Zolang ik thuis woonde en daarna ook alle keren dat ik een weekendje in Limburg was, hoorde de kerkgang erbij. In het Noorden echter ging ik alleen maar af en toe naar de kerk, vooral wanneer ik me schuldig voelde en ik het gevoel had dat 'iemand' op me lette. Maar ik vond er geen inspiratie in. Toen ik in 1995 in Marsdijk in Assen ging wonen, kwam er al gauw een aardige mevrouw bij me langs om me welkom te heten in de parochie in Assen. Ik ben bang dat ik toen zo ver was afgedwaald dat ik haar zoiets heb gezegd als: ik ga nooit meer naar de kerk!

Vastgegroeid
Mijn belangstelling voor het kerkelijk leven, voor het geloof en voor God, ben ik echter nooit kwijtgeraakt. Het geloof is in mij vastgegroeid, maar bleef eenzijdig en theoretisch van aard.

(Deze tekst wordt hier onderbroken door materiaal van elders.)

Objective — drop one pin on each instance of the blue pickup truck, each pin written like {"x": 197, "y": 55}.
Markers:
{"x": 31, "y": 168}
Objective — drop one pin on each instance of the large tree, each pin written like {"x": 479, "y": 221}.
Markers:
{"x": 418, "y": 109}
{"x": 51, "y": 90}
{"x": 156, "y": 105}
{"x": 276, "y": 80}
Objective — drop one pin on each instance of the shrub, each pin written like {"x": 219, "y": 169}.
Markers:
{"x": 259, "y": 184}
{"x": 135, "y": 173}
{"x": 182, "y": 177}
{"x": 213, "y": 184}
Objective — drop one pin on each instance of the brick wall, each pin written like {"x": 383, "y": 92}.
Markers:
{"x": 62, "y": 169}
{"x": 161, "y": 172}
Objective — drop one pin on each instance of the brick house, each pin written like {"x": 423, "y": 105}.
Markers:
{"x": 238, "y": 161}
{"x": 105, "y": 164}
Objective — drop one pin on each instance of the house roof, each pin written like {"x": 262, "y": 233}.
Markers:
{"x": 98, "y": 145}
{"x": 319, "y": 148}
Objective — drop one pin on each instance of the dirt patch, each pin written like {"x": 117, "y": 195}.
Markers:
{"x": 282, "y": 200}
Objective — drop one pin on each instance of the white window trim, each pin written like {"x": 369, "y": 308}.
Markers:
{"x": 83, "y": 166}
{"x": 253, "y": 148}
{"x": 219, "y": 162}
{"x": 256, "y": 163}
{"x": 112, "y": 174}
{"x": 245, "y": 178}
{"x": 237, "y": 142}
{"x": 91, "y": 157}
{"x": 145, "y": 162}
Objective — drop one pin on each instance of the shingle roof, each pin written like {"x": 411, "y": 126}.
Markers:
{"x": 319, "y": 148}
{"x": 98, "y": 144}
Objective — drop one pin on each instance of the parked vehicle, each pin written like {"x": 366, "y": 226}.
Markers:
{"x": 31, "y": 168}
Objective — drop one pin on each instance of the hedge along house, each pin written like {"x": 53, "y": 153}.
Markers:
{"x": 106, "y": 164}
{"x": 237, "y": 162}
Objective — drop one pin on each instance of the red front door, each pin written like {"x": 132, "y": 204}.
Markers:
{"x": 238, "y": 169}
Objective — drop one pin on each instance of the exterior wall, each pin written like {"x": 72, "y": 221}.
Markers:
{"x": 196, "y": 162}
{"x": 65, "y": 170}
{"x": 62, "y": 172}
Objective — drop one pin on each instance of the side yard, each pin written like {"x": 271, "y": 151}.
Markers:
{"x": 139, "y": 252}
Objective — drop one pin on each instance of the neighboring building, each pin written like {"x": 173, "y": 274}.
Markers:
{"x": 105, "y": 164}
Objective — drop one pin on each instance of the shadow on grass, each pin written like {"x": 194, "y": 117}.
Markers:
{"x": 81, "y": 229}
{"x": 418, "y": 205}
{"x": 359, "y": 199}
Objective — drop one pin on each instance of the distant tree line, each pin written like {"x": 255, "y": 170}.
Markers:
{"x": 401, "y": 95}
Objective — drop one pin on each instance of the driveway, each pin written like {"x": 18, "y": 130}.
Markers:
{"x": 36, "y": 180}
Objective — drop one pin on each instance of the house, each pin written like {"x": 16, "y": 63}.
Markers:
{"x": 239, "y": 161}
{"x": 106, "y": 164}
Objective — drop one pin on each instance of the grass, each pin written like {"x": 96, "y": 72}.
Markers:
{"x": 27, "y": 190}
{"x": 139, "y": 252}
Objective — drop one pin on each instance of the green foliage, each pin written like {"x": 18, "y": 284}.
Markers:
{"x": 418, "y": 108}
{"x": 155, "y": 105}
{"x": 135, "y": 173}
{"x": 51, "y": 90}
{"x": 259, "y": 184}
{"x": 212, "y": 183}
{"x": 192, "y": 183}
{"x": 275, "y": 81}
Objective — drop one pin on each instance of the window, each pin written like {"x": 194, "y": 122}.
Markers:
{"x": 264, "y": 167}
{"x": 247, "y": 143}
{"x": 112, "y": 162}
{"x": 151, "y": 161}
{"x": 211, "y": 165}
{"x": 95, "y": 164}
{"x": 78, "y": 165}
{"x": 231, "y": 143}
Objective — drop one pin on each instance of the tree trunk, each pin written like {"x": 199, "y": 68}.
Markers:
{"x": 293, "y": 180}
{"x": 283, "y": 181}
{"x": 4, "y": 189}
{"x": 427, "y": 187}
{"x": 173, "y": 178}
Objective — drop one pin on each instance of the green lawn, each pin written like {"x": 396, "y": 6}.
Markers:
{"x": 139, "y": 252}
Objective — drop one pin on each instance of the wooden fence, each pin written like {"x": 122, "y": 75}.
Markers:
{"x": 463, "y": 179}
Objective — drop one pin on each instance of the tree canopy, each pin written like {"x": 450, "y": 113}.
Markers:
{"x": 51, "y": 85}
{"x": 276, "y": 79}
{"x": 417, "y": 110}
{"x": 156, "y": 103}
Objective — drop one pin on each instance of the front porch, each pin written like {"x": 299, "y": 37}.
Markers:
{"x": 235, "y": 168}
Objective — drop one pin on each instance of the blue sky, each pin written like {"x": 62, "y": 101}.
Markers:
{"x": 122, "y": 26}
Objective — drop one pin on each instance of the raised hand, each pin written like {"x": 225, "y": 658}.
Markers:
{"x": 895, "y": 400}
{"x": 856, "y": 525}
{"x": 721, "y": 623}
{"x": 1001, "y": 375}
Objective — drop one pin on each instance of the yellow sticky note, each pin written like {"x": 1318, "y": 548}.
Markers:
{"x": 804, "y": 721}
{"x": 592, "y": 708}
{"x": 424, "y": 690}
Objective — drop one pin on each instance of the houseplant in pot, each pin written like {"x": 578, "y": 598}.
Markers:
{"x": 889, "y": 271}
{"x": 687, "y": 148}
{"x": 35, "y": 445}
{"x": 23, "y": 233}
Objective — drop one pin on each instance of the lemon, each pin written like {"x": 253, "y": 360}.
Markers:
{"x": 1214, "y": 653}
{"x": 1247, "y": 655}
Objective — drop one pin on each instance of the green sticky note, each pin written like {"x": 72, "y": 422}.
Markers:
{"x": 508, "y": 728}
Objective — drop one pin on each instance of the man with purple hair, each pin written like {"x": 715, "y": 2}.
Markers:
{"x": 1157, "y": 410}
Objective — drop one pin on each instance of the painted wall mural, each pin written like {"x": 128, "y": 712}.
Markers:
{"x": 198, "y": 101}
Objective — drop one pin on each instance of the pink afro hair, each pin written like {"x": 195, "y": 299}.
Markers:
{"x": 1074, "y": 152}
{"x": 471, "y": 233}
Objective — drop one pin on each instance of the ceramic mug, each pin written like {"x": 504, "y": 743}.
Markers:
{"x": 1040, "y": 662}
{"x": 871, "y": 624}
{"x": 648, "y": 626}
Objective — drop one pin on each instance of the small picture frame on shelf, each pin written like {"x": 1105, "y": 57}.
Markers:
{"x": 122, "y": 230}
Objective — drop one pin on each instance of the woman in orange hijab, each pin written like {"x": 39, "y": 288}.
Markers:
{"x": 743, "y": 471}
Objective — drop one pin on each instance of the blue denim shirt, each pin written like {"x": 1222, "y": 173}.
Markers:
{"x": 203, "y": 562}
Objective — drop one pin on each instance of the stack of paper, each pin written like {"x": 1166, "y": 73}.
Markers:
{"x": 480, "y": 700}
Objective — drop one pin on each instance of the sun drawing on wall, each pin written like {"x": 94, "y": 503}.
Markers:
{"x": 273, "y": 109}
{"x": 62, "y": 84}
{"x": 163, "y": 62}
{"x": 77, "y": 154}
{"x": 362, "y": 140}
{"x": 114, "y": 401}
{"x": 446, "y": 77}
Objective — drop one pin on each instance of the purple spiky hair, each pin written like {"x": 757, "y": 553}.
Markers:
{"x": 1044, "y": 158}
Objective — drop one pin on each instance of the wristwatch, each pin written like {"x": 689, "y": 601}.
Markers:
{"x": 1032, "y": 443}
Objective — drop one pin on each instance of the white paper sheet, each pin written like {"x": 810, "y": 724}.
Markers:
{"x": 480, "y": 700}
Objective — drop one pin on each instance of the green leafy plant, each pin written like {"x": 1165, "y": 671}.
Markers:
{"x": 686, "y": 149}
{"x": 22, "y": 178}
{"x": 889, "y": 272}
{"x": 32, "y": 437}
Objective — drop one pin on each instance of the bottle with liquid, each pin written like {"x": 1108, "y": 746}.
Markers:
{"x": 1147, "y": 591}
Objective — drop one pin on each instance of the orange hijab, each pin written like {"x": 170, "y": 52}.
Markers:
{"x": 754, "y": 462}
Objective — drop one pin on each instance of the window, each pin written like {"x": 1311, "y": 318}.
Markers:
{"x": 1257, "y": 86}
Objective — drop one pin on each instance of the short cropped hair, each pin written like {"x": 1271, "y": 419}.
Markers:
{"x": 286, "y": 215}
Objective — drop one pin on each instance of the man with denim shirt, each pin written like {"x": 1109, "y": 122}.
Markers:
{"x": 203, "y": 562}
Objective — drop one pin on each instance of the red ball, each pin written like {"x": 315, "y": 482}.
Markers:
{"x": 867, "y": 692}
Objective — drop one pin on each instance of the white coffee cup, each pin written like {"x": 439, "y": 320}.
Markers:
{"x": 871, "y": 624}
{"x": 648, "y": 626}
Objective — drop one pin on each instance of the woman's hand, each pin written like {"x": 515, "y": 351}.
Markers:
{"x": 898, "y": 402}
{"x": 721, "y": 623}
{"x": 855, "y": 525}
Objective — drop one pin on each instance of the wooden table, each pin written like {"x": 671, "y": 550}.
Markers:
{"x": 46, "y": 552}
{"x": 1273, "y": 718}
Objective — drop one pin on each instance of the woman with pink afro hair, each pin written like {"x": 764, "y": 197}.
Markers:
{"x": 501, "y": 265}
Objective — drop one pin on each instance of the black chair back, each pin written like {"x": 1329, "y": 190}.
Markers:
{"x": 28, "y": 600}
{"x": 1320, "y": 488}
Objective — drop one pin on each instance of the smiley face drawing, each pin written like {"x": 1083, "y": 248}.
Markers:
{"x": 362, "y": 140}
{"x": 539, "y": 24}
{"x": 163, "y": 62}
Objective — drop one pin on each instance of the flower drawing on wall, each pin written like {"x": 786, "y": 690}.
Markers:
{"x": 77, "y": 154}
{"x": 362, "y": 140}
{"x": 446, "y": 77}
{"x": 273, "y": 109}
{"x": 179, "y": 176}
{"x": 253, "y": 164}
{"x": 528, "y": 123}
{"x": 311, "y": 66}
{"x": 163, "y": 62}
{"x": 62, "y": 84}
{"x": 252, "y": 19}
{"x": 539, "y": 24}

Wat me de weg terug naar het actieve lidmaatschap heeft helpen vinden, is het besluit te gaan zingen in de Schola Gregoriana onder leiding van Arnold den Teuling. De betekenis en herkomst van al die teksten bleven me fascineren. De leer van de katholieke kerk, die al zo oud is, zo veel goeds heeft voorgebracht maar ook talloze stormen heeft doorstaan en toch al zoveel eeuwen stand houdt, dat moet een geloof van waarde zijn.
Ik werd me bewust van de kostbaarheid van die erfenis, letterlijk en figuurlijk. En voor de wekelijkse repetities van de schola bleef nota bene de verwarming aan. Ik besloot iets terug te doen voor de parochie. Het liefst word ik gevraagd natuurlijk, maar in dit geval ben ik zelf op iemand afgestapt.
Dat bleek Ciska te zijn en die stelde me voor aan Gerard Klein Koerkamp. Door hem werd ik gevraagd verslag te leggen van de vergaderingen van het oude parochiebestuur. En zo komt het dat ik de parochie beter leerde kennen. Hoe de parochiegemeenschap reilt en zeilt, wat een groep mensen kan bereiken in vriendschappelijke samenwerking.

Inspirerend
Ik voel me nu thuis bij de parochiegemeenschap hier in Assen en ik ga graag naar de vieringen toe. Zingen is dubbel bidden, dat geldt althans voor mij. Niet meer in het latijn op oude wijzen, maar met het Liedboek in de hand. Dat is voor mij buitengewoon inspirerend. Ik maak nu deel uit van een kleine gemeenschap in Assen, van een nog steeds grote gemeenschap in Nederland en van een wereldkerk. Ik noem me zelf rooms-katholiek.